Laid bare were a series of staggering numbers that would be the pride of any major enterprise, let alone an organisation that was a startup three years ago.

The group’s leaders had been meticulously chosen. Many of those who reported to the top tier – all battle-hardened veterans of the insurgency against US forces nearly a decade ago – did not know the names of their colleagues. The strategic acumen of Isis was impressive – so too its attention to detail. “They had itemised everything,” the source said. “Down to the smallest detail.”

Over the past year, foreign intelligence officials had learned that Isis secured massive cashflows from the oilfields of eastern Syria, which it had commandeered in late 2012, and some of which it had sold back to the Syrian regime. It was also known to have reaped windfalls from smuggling all manner of raw materials pillaged from the crumbling state, as well as priceless antiquities from archaeological digs.
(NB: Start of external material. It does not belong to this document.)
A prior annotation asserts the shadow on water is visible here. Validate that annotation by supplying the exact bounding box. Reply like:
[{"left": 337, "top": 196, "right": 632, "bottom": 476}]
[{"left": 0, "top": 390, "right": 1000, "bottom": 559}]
But here before them in extraordinary detail were accounts that would have breezed past forensic accountants, giving a full reckoning of a war effort. It soon became clear that in less than three years, Isis had grown from a ragtag band of extremists to perhaps the most cash-rich and capable terror group in the world.

“They had taken $36m from al-Nabuk alone [an area in the Qalamoun mountains west of Damascus]. The antiquities there are up to 8,000 years old,” the intelligence official said. “Before this, the western officials had been asking us where they had gotten some of their money from, $50,000 here, or $20,000 there. It was peanuts. Now they know and we know. They had done this all themselves. There was no state actor at all behind them, which we had long known. They don’t need one.”

The scale of Isis’s resources seems to have prepared it for the improbable. But even by its ruthless standards, occupying two major cities in Iraq in three days, holding on to parts of Falluja and Ramadi, and menacing Kirkuk and Samara, was quite an accomplishment.